L’inferno è così. È rannicchiato in fondo alla cantina, lontano dalla botola soffocante, fra zucche e tinozze di mele. È l’odore di una foresta di eucalipti che si solleva nel cielo e i corpi dei canguri e degli opossum che tornano alla terra come carbonio e l’odore della cottira che precipita nella penombra in questo modo. Gli alberi che esplodono come bombe nella luce e il calderone che bolle e scoppietta. L’inferno è avere sei anni e domandarsi perche sei sola nel buio e nessun altro sia ancora sceso giù. È il rumore del tuo stesso respiro, il puzzo salmastro delle tue mutandine, il modo in cui si sono riscaldate le pareti, le crepe fiammeggianti, le grida come se stessero cavando mille chiodi, i rumori martellanti e asfissianti, i ratti presi dal panico che si scagliano contro gli oggetti. L’inferno è quello stato di trance con il respiro corto in cui sprofondi, il silenzio che non smette finché non trabocca fuori di te, e si riversa sul mondo.

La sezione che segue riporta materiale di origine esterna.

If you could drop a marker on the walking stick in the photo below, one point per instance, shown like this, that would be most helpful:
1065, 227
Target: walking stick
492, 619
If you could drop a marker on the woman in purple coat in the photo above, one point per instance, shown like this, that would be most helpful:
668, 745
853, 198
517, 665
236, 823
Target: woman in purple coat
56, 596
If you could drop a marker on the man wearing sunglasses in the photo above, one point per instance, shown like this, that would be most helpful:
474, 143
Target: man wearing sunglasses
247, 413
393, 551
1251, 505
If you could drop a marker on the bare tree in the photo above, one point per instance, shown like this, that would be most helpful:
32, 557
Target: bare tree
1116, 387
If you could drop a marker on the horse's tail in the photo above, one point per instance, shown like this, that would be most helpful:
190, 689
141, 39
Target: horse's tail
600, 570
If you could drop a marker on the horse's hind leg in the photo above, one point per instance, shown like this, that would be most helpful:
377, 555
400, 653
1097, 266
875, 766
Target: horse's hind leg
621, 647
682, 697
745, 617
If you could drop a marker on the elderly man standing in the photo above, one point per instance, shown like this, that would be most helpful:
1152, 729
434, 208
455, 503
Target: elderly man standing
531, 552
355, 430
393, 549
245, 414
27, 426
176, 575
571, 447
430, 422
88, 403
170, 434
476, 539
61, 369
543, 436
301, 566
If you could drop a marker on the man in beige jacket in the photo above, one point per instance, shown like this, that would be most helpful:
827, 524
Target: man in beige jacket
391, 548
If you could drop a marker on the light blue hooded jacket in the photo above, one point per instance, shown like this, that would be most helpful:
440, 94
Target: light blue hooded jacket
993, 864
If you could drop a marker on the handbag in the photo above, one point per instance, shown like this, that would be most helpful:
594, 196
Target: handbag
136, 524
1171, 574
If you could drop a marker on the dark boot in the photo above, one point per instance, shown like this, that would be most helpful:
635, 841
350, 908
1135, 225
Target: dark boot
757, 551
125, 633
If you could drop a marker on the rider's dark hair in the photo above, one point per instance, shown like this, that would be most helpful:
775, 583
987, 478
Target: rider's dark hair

L’inferno è quando del mondo di nuovo cominci a sentire i suoni ma nulla dentro di te, le voci degli uomini spingono la tua voce ad urlare così forsennatamente che la luce precipita nella cantina con un grumo di cenere e di carbone e il sapore bruciato dell’aria. L’inferno è quando ti trascinano fuori, davanti alle ossa nere e alle fibbie delle cinture che sono gli altri che mai vennero giù, fuori sulla polverosa terra bianca sotto il cielo verde come la bile e vorticante di vapori. L’inferno è il volto di tuo padre segnato dal viaggio per arrivarci, la sua espressione contratta, la percezione dei fatti. L’inferno. Non ci rimani che tu e non stai dormendo.
(…)
Oh, sì, sì, l’inferno esisteva, e di inferni ce n’erano in abbondanza; e se invece il paradiso non fosse esistito, allora c’era tutto questo, gli addormentati, gli indifesi, coloro che erano tuoi. Lei era una peccatrice, lo sapeva, e anche orgogliosa, e arrabbiata con Dio al punto da odiarlo, ma sapeva di essersi costruita una fortezza, per sé e per chiunque altro vi avesse cercato rifugio, e questo era buono, degni di inestimabile valore.